Without a doubt, the experiences of some communities, including Afro-descendants and Indigenous, have historically gone unrecognized. The inclusion of Afro-descendants in mainstream conversation rarely happens but it is necessary in order to understand the truth of history and the present. African-Americans have a stake in ensuring that these conversations recognize the commonalities within our experiences and in highlighting race as a factor in Latin America.

Working in Latin America with women's groups, youth and political organizations, I am heartened by numerous cultural similarities between African-Americans and Afro-Latinos. In culture, style and experiences we are in many ways the same people. I have said many times before our ancestors didn't get to choose whether the slave ships stopped in Charleston, South Carolina, or in Rio de Janiero; it is only geography and language that separates us.

U.S. policymakers focused on Latin America, rarely focus or even acknowledge race as a major factor in Latin America. Unsurprisingly, both predominately White institutions and many Latin American governments reinforce each other's apathy and ideological perspectives. Afro-Latinos, however, have not waited for policy wonks or their government to change on their own. They are changing their societies from within.

The numbers of people of African descent in Latin America are astounding. There are 150 million Afro-descendants in the Western Hemisphere. Brazil has more people of African descent than any country in Africa except Nigeria, making Afro-Brazilians the second largest population of Afro-descendants on the planet. The U.S. has the second largest population in the Hemisphere but it is quickly followed by Colombia, a country embroiled in a civil war with severe racial dimensions.

Rarely do we hear about the racial aspects of the war in Colombia on the evening news.
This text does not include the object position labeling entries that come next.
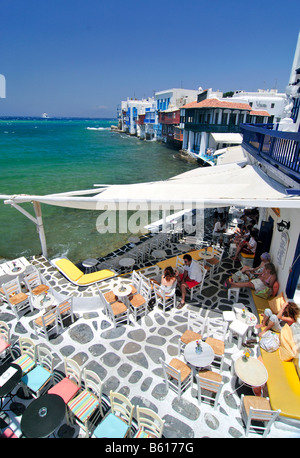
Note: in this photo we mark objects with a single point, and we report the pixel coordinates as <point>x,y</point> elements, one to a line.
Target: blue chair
<point>117,423</point>
<point>40,378</point>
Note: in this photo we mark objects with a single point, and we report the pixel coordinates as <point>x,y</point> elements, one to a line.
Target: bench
<point>76,276</point>
<point>283,381</point>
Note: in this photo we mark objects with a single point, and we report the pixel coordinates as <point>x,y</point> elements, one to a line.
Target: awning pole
<point>40,227</point>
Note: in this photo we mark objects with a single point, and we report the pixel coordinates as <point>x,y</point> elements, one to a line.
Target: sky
<point>81,58</point>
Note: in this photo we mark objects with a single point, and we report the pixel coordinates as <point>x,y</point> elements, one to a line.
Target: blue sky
<point>82,57</point>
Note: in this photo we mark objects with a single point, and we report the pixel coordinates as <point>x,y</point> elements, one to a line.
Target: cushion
<point>66,389</point>
<point>111,427</point>
<point>70,270</point>
<point>277,303</point>
<point>83,405</point>
<point>287,349</point>
<point>95,276</point>
<point>36,378</point>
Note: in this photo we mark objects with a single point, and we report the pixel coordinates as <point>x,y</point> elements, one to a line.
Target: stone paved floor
<point>127,360</point>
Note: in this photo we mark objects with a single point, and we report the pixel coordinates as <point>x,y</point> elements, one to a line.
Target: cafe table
<point>198,360</point>
<point>10,376</point>
<point>43,416</point>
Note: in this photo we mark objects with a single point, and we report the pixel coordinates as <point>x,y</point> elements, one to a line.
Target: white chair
<point>116,311</point>
<point>27,360</point>
<point>5,342</point>
<point>65,310</point>
<point>86,407</point>
<point>35,284</point>
<point>150,425</point>
<point>196,325</point>
<point>18,301</point>
<point>46,324</point>
<point>177,375</point>
<point>117,423</point>
<point>239,329</point>
<point>257,409</point>
<point>163,299</point>
<point>216,336</point>
<point>139,302</point>
<point>209,382</point>
<point>40,378</point>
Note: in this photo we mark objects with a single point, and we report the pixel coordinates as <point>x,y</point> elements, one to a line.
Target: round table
<point>202,359</point>
<point>90,264</point>
<point>43,416</point>
<point>10,375</point>
<point>251,372</point>
<point>126,262</point>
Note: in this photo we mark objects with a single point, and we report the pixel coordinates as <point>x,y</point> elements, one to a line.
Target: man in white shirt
<point>191,276</point>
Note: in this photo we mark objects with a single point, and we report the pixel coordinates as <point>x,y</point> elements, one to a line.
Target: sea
<point>43,156</point>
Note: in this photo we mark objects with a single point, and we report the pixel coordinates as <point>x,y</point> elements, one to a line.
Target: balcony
<point>280,149</point>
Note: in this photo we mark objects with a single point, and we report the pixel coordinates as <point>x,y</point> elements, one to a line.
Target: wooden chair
<point>5,343</point>
<point>46,324</point>
<point>177,375</point>
<point>39,379</point>
<point>209,382</point>
<point>196,325</point>
<point>117,423</point>
<point>88,403</point>
<point>150,425</point>
<point>35,284</point>
<point>27,360</point>
<point>257,414</point>
<point>18,301</point>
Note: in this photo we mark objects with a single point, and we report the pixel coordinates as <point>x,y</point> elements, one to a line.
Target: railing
<point>281,149</point>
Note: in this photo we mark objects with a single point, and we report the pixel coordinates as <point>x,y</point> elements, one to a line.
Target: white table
<point>202,359</point>
<point>39,303</point>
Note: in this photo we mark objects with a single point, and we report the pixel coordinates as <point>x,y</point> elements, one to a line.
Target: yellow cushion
<point>69,269</point>
<point>277,303</point>
<point>287,349</point>
<point>95,276</point>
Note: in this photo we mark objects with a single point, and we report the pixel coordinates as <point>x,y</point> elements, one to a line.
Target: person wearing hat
<point>247,272</point>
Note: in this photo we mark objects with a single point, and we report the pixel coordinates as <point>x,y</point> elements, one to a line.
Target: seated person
<point>168,280</point>
<point>247,247</point>
<point>266,278</point>
<point>288,314</point>
<point>247,272</point>
<point>192,276</point>
<point>219,229</point>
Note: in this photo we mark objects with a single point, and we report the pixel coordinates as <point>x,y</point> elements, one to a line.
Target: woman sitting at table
<point>265,280</point>
<point>287,314</point>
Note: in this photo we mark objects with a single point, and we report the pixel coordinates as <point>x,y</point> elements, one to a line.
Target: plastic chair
<point>163,299</point>
<point>44,325</point>
<point>35,284</point>
<point>116,311</point>
<point>88,402</point>
<point>69,386</point>
<point>150,425</point>
<point>27,360</point>
<point>117,423</point>
<point>216,336</point>
<point>18,300</point>
<point>210,382</point>
<point>139,302</point>
<point>196,325</point>
<point>37,381</point>
<point>257,409</point>
<point>65,310</point>
<point>177,375</point>
<point>5,343</point>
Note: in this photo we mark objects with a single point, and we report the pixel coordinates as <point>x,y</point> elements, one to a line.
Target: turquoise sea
<point>42,156</point>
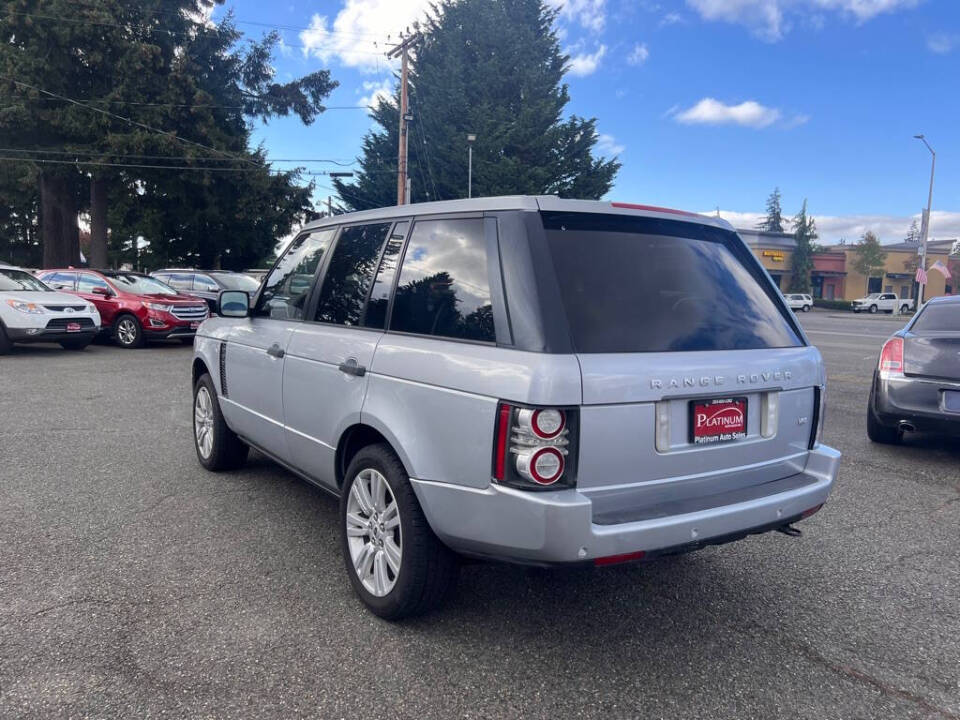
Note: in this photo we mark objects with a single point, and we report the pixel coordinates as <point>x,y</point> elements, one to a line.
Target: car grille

Countries like Cuba and the Dominican Republic have formidable Afro-descendant populations but so does El Salvador, Honduras, Bolivia and Venezuela. Shockingly, anytime these countries are in the news, the coverage seems to “whitewash” the population implying this notion that racism is just an American construct.

These images rarely reflect the reality of racial diversity within these countries and give little space for heterogeneity of these communities. The few times we do see Afro-Latinos represented they are exoticized or regulated to the same stereotypical roles that African Americans have been struggling against.

Our own immigration debate in the U.S. is a very important area where Afro-Latinos have been rendered invisible. Immigration from Latin America is not a Black-Brown conflict. It is a result of unfair economic and political practices on both sides of the border. These practices disfranchise both African Americans and our brothers and sisters in the whole hemisphere. While immigration discussions explicate issues of alienation, race is rarely directly addressed as a factor in the movement of poor people into the U.S.

One thing that remains apparent is the similarity within our experiences. Regardless of country, we know that Afro-descendants throughout the Americas have less access to quality education, health care, housing and job security. Unfortunately, racism remains a reality throughout the world and Afro-descendant issues and priorities remain marginalized among U.S. foreign interests in Latin America.

I applaud U.S. policymakers who are prioritizing these conversations. During this year's Congressional Black Caucus conference, Congressman Donald Payne led a panel to discuss and address these issues that face Afro-Latinos. We need to take those unique dialogues to challenge not only our own knowledge but the media and our policymakers to give voice to a population that is 150 million strong but so often go uncounted.

(Nicole C. Lee is the executive director of TransAfrica Forum.)